Placental Aromatase Deficiency: Difference between revisions

Editor-In-Chief: C. Michael Gibson, M.S., M.D. [1] Associate Editor(s)-in-Chief:

Overview

Aromatase deficiency is an autosomal recessive disorder in which there is a decrease or absence in the level of aromatase in the body which leads to impairment in the conversion of androgens to estrogen. This is due to a genetic mutation in the CYP19A1, a subtype of [P450]. Patient affected by this disease typically presents with maternal virilization, amenorrhea in puberty in females. Males are rarely affected.

Historical Perspective

The evidence of the disease goes back to year 1991, when the first case of aromatase deficiency occurred ^[1]. Most of the cases were that of women during the third trimester of pregnancy presenting with maternal virilization resulting in hirsutism and acne.

Pathophysiology

CYP19A1 gene is responsible for the production of enzyme aromatase, which converts androgens to different forms of estrogen . Estrogen is involved in sexual development in females prior to birth and the levels peak during pregnancy. Mutation in CYP19A1 gene leads to deficiency or absence of activity of aromatase ^[2]. As a result, there is decrease in production of estrogen due to lack of conversion of androgens to estrogen and increase in testosterone and androstenedione levels. In pregnant women , excess androgens cross the placenta and enter into the maternal circulation leading to virilization. Female fetuses who are affected have ambiguous genitalia while males develop osteoporosis.

Causes

CYP19A1 gene mutation primarily causes Placental Aromatase Deficiency and the placenta is not capable of converting androgenic precursors of estrogen to estradiol. Mutations on exons 3,5 and 9 have been reported. Studies suggest that it is more prevalent in consanguinous marriages and both are heterozygous carriers of the mutation.
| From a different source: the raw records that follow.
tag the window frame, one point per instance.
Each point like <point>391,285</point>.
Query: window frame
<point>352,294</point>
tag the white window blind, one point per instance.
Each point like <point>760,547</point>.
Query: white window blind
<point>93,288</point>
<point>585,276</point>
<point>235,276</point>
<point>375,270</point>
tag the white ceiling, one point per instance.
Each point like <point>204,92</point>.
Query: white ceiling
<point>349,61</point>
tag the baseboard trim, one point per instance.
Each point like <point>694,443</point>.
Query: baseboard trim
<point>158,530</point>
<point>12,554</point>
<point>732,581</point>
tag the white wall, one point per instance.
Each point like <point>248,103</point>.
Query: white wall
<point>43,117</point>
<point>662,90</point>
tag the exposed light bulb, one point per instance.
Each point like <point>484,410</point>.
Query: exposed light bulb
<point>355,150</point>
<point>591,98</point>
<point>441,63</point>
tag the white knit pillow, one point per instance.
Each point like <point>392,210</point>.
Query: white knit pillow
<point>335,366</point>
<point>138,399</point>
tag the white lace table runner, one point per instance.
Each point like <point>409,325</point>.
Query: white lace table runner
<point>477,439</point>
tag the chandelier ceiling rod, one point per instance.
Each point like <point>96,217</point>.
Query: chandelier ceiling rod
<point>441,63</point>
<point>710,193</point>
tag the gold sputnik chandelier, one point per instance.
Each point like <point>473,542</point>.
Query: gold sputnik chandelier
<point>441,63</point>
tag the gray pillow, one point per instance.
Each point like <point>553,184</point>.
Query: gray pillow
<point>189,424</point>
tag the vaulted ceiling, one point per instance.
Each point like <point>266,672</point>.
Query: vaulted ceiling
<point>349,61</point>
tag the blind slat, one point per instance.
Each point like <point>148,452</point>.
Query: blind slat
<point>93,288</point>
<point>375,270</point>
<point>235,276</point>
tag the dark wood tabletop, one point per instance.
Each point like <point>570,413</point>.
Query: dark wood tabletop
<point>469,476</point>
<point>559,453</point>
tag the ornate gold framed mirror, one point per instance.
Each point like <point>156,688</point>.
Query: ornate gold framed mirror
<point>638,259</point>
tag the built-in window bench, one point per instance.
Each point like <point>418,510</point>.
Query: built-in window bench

Differentiating Any Disease from other Diseases

Congenital adrenal hyperplasia can be considered as a differential in female patients. While, in male patients;

• 5 alpha reductase deficiency :The levels of testosterone and estrogen are normal.
• Estrogen resistance syndrome
• 46,XY disorder of sex development due to isolated 17, 20 lyase deficiency
• Congenital adrenal hyperplasia due to cytochrome P450 oxidoreductase deficiency
• Congenital hypogonadotropic hypogonadism

can be considered as the differentials.

Diagnosis

History and Symptoms | Physical Examination | Laboratory Findings ^[3] | Electrocardiogram | Chest X Ray | CT | MRI | Echocardiography or Ultrasound | Other Imaging Findings | Other Diagnostic Studies

Epidemiology and Demographics

Placental Aromatase Deficiency is a rare autosomal recessive disorder. The prevalence is unknown . Approximately 20 cases have been described in the literature. ^[4]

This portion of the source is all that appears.